Cryptocurrency is gaining popularity among investors for various reasons, including its unique structure and the potential for high returns.
According to Chainalysis, 15 million Indians are now trading digital coins, and CoinSwitch Kuber records about 14+ million users in their platform alone. This puts India on par with the United States, where 23 million people currently trade cryptocurrency.
While most people are familiar with common currencies and assets, potential investors are unaware of the vast array of assets available or how they work.
Before you invest, you should be aware of the volatile nature of various cryptocurrencies and potential security, legal, accounting, and tax concerns. In the subsequent sections, We'll go over the potential risks in crypto investing and ways to manage the risks involved in cryptocurrency trading.
High volatility
Volatility is one of the factors driving the crypto market.
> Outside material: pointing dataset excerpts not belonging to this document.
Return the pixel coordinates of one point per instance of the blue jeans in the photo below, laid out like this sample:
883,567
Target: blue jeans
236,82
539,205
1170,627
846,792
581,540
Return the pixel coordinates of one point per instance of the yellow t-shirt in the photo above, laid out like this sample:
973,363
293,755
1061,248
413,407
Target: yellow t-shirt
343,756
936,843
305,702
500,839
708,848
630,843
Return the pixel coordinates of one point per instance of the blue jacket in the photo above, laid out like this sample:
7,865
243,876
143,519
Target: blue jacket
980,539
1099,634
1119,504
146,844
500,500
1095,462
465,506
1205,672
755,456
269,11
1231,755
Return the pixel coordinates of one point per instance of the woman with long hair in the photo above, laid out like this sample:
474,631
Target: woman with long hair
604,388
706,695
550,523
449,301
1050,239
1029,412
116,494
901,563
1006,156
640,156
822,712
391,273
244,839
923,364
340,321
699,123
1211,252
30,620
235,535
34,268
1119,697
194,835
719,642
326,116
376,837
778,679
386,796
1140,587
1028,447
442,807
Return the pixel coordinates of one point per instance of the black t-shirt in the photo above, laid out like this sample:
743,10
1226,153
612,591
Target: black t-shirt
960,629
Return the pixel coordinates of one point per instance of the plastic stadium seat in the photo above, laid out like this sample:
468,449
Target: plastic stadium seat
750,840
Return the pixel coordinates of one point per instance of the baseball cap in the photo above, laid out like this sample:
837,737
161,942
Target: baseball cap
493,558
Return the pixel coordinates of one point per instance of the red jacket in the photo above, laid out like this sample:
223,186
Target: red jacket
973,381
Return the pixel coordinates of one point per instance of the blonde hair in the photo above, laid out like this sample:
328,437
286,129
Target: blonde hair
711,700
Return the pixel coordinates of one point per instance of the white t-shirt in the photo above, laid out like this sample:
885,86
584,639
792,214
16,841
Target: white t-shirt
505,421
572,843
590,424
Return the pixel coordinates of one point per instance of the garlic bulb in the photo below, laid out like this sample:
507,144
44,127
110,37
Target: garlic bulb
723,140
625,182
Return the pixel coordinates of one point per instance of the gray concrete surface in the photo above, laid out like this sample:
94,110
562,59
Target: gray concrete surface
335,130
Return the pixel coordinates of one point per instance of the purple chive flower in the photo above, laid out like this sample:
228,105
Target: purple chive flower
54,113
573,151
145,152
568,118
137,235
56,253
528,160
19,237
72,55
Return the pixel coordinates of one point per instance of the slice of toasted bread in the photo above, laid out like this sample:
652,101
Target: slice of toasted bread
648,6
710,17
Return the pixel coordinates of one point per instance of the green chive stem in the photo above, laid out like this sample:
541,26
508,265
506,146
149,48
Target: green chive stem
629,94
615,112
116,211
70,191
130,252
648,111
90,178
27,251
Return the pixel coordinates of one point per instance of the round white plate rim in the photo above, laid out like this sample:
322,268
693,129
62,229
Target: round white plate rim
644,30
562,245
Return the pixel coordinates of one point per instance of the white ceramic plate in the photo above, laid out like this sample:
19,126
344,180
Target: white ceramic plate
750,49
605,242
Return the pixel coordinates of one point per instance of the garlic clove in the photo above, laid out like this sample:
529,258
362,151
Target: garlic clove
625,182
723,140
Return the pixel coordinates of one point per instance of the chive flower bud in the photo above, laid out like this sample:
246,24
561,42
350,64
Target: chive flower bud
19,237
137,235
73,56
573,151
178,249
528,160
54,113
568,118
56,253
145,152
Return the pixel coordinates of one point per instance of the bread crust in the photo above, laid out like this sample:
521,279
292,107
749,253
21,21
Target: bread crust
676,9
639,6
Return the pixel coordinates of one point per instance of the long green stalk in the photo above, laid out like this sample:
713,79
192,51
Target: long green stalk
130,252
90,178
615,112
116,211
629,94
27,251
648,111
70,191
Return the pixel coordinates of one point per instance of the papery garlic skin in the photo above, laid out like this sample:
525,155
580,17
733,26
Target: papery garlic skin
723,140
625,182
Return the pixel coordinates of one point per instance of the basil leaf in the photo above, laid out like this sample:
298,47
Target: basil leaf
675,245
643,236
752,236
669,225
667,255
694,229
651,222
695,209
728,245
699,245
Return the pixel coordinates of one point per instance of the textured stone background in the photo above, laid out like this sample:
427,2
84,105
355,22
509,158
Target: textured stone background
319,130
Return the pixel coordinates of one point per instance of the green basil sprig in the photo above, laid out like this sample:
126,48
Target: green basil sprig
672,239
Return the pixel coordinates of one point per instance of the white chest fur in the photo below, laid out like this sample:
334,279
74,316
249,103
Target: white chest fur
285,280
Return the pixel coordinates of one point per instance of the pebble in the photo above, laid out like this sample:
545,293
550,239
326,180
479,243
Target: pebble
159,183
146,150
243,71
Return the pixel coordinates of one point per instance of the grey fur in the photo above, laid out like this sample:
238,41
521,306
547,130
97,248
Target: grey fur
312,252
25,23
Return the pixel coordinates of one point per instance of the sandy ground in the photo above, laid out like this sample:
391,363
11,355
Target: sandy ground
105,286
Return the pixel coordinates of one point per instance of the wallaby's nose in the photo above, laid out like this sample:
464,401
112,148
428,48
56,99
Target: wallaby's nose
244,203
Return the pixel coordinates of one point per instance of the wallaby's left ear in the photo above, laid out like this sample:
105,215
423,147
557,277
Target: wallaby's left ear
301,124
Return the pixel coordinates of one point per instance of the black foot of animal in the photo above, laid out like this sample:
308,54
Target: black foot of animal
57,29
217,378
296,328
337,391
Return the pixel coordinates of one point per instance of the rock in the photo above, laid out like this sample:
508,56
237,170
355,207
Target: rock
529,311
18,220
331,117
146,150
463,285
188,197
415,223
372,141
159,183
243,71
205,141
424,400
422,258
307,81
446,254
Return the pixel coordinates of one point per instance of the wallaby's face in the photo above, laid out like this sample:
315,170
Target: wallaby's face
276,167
If you don't know what volatility means, it is the sudden shifts in market sentiment that can result in significant and rapid price movements.
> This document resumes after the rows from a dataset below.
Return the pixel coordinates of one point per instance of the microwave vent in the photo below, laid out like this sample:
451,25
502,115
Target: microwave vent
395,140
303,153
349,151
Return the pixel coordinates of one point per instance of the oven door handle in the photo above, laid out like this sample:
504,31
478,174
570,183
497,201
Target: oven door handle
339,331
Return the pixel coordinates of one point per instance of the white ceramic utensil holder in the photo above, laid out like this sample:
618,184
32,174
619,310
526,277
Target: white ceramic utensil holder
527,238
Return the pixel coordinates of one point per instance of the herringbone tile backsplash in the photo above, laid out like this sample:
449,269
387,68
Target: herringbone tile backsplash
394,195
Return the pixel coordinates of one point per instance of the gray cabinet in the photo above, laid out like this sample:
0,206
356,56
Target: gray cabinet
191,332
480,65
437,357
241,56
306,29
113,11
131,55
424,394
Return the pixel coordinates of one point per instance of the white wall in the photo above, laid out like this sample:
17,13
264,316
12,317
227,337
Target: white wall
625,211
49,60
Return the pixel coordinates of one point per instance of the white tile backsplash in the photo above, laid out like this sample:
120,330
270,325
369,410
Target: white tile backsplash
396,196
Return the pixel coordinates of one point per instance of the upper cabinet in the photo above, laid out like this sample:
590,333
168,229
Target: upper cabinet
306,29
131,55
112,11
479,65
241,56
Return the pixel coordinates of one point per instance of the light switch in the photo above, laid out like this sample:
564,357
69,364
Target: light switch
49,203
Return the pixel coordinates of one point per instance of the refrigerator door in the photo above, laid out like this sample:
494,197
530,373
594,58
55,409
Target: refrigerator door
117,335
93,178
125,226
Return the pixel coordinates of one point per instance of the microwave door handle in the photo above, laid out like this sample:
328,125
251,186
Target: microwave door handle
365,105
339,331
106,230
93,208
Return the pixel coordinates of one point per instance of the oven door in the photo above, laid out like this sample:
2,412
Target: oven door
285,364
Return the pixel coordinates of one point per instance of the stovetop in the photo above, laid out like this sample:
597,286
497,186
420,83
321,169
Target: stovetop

Volatility is not something that is only concerned with the crypto market. They are visible in other financial sectors, but the intensity and spread are higher in the crypto space. There are several reasons for the high volatility in the concerned asset class, including its nascent schematics as compared to other forms of investment.
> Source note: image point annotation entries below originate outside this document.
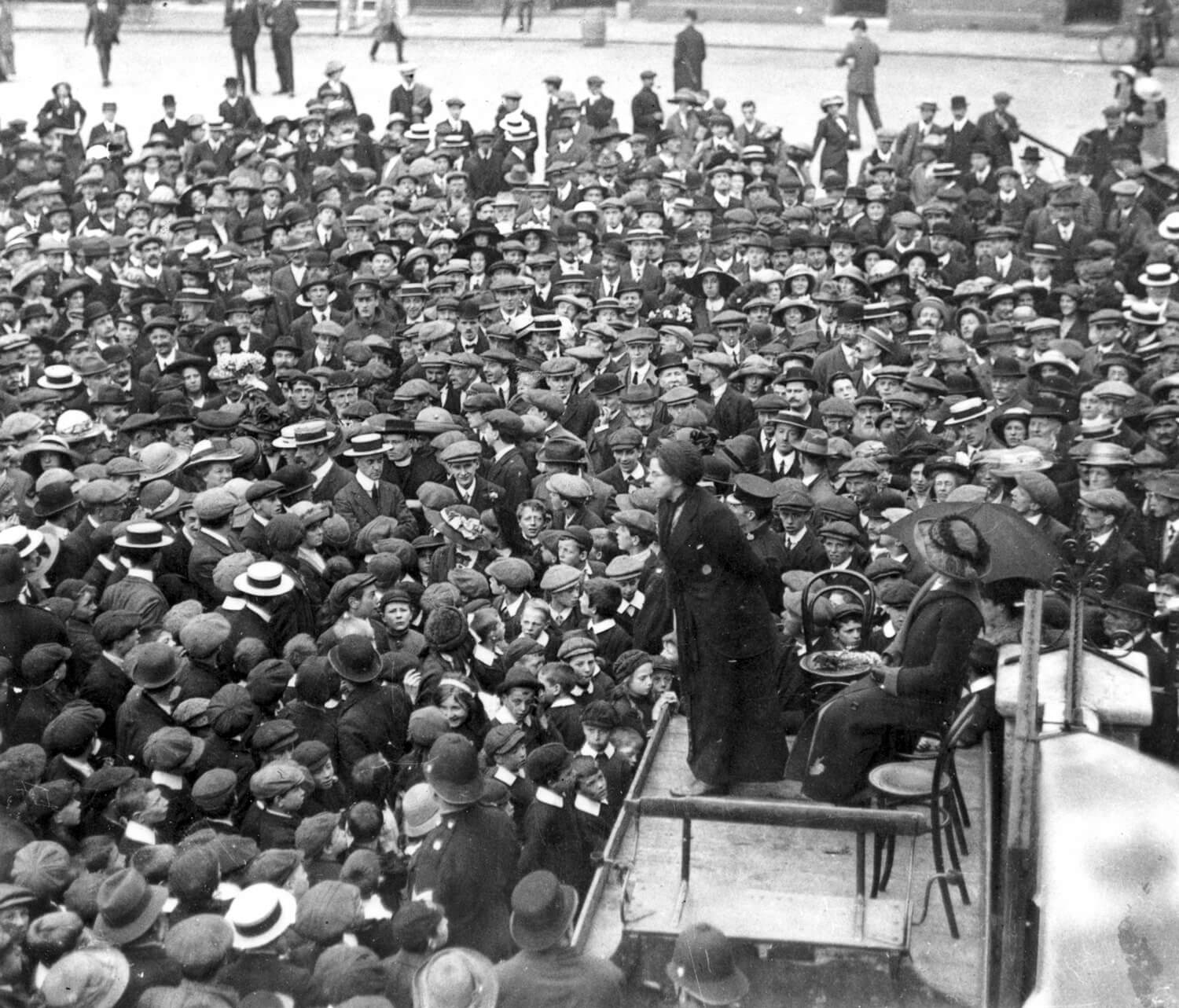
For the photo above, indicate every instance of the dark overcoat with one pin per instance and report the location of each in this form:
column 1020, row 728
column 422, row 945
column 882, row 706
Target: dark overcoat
column 725, row 637
column 689, row 59
column 468, row 862
column 854, row 731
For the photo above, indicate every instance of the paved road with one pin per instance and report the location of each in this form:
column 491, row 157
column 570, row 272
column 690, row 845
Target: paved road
column 1053, row 101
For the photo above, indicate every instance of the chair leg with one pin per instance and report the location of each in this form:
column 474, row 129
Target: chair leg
column 952, row 849
column 940, row 873
column 877, row 847
column 889, row 854
column 959, row 796
column 955, row 814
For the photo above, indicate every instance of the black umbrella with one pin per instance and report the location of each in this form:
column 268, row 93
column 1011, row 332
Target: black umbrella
column 1018, row 548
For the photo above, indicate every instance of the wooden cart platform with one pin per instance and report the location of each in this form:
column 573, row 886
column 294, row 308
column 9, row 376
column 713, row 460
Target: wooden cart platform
column 785, row 878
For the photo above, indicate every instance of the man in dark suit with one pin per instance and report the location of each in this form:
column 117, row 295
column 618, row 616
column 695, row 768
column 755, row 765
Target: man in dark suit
column 688, row 60
column 1106, row 550
column 243, row 19
column 1000, row 129
column 1004, row 266
column 1096, row 146
column 502, row 431
column 461, row 461
column 212, row 543
column 1160, row 537
column 961, row 136
column 310, row 441
column 263, row 500
column 469, row 861
column 174, row 129
column 283, row 24
column 726, row 666
column 103, row 25
column 1066, row 235
column 645, row 108
column 731, row 410
column 1127, row 614
column 804, row 552
column 104, row 501
column 580, row 410
column 485, row 167
column 368, row 495
column 597, row 110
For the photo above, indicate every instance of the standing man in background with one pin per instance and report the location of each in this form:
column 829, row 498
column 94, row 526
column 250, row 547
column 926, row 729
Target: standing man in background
column 244, row 23
column 103, row 25
column 688, row 63
column 861, row 57
column 283, row 24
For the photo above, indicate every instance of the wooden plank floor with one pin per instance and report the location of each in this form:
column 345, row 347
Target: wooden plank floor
column 729, row 860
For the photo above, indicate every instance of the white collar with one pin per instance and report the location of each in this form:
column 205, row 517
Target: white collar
column 83, row 768
column 634, row 604
column 254, row 607
column 505, row 776
column 585, row 805
column 137, row 833
column 547, row 797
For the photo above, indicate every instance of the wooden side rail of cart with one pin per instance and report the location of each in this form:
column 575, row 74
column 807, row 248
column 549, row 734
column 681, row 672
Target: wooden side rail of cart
column 816, row 920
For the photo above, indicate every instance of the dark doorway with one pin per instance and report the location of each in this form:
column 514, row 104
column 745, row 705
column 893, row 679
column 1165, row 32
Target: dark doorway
column 1104, row 11
column 861, row 9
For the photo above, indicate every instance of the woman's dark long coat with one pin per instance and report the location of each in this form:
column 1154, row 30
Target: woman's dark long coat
column 725, row 637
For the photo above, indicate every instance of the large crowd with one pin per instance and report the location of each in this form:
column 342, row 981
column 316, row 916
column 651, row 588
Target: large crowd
column 340, row 467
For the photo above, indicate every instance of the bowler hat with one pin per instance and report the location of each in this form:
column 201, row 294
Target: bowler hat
column 452, row 770
column 127, row 907
column 542, row 909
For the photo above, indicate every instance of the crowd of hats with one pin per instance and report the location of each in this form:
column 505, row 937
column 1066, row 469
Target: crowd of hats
column 323, row 486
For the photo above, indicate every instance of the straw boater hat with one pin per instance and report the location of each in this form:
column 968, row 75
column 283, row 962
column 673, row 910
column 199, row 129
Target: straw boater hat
column 953, row 546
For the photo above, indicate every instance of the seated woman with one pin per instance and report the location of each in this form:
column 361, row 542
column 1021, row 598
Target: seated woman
column 853, row 732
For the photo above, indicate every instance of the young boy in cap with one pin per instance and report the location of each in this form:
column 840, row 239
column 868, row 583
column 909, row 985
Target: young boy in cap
column 598, row 720
column 280, row 789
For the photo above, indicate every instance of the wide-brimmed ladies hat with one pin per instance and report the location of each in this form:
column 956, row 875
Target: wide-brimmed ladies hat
column 144, row 536
column 695, row 285
column 806, row 308
column 703, row 963
column 264, row 579
column 457, row 977
column 355, row 659
column 91, row 977
column 127, row 906
column 59, row 377
column 54, row 499
column 452, row 770
column 542, row 909
column 160, row 460
column 207, row 452
column 1000, row 420
column 259, row 914
column 26, row 541
column 953, row 546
But there are a few reliable and relevant methods to deal with it like a boss. Let's go over it in more detail later in the article.
Market risks
Like other commodities, crypto assets are exposed to risks arising from market movement. There are two types of risks associated with cryptocurrency trading, i.e., systematic risks and unsystematic risks. The systematic risk is present in all cryptocurrencies because it is inherent in the crypto markets. Unsystematic risk, which is particular to a single crypto asset, could involve a change in the company's fundamentals.
Tax-based concerns
There is some uncertainty regarding the tax status of cryptocurrency investments and returns. Depending on the jurisdiction, bitcoins and other cryptocurrencies may be classified as assets in certain countries and as currency in others.
For example, El Salvador has made Bitcoin a legal tender. Whereas in countries like the US and Canada, trading in virtual currencies is legal. On the other hand, China and Russia have even prohibited trading practices.
Purchases and transactions in digital currency, for example, may be subject to sales or value-added taxes (VAT). Depending on where they tango, digital currency investors may need to seek tax advice on a regular basis.